A rat navigating a maze keeps track of where it's been and where it's going using the area of the brain called the hippocampus and updates its path eight times a second, say researchers from Carnegie Mellon University and the University of Minnesota in a study published online June 17 by the journal Nature Neuroscience.

Anoopum Gupta, who earned his Ph.D. in robotics at CMU in 2011 and is now pursuing his M.D. at the University of Pittsburgh School of Medicine, said the rat's neural activity patterns represent a short path that begins just behind and extends just ahead of the rat. The length of the path, and the relative length in front and behind the animal, changes depending on the rat's behavior, including its speed, the presence of landmarks and whether the rat is deliberating which way to go.

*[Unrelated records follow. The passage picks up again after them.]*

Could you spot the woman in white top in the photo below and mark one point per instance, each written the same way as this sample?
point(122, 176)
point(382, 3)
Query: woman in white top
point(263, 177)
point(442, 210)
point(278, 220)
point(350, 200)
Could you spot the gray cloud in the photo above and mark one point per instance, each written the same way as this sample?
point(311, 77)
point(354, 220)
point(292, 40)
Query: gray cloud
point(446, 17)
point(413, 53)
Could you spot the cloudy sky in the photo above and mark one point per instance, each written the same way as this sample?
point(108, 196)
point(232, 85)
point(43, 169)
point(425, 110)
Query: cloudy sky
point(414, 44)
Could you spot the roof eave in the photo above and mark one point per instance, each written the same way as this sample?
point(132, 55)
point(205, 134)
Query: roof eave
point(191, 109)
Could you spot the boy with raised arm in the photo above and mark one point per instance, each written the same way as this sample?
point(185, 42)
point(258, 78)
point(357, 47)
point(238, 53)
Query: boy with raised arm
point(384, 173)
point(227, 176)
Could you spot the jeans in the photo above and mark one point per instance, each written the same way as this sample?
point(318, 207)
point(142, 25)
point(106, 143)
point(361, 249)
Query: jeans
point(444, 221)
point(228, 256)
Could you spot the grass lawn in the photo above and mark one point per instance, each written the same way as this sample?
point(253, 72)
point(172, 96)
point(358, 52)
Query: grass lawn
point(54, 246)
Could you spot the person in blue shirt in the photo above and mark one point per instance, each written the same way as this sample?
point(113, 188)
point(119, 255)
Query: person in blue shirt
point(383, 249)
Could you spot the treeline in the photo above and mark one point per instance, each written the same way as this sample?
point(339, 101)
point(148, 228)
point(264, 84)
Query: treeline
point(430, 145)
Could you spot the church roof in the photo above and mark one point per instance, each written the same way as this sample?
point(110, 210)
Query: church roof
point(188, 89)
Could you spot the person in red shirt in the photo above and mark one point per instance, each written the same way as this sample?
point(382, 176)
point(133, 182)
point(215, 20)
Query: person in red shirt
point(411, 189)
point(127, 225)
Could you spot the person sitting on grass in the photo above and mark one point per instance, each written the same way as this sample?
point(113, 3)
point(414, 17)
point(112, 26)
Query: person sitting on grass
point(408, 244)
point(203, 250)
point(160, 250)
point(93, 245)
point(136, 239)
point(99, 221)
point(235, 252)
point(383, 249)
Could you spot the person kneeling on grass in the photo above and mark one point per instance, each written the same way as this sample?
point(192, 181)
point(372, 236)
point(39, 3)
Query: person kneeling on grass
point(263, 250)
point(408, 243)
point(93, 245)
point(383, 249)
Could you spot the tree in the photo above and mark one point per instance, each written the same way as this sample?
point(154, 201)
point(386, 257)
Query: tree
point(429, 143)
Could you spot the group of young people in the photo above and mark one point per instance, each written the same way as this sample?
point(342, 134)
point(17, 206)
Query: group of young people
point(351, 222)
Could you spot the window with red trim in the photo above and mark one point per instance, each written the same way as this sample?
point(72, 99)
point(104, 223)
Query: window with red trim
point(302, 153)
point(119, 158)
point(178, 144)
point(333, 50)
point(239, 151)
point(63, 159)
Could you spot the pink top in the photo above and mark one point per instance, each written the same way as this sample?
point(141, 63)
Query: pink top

The hippocampus plays a central role in episodic memory, navigation and episodic future thinking. A number of researchers have explored possible mechanisms for how the hippocampus encodes and recalls experiences and the findings from this study of six trained rats adds insight and evidence regarding a possible mechanism, Gupta said.

Moreover, the study provides the first evidence that the hippocampus may play a role in "cognitive chunking," the idea that the brain collects information into discrete units that can be efficiently stored and recalled, he added.

When a rat would pass a landmark, neural activity patterns showed that the hippocampus represented more space in front of the animal; when a rat approached a landmark, more space was represented behind the animal. This suggests that the hippocampal firing patterns represented segments of space that were between important landmarks, potentially allowing those segments to be discretely stored in the brain.

In addition to Gupta, the researchers include Carnegie Mellon Computer Science Professor David S. Touretzky and A. David Redish, professor of neuroscience at the University of Minnesota and Matthijs van der Meer, assistant professor of biology at the University of Waterloo.

Previous work by this group of researchers, published two years ago in the journal Neuron, showed that rats at rest often would replay their experiences in a maze in a way suggesting that they weren't building memories so much as creating maps that would help them make better navigation decisions.

Gupta and his colleagues used electrodes attached to the rats to monitor certain neurons, called place cells, that fire in response to physical locations. Understanding how the activity of individual neurons enables the brain to perform cognitive functions may someday lead to mechanism-driven methods for treating neurocognitive disorders, Gupta said, while deeper knowledge of how animals navigate may provide roboticists clues for improving autonomous navigation systems.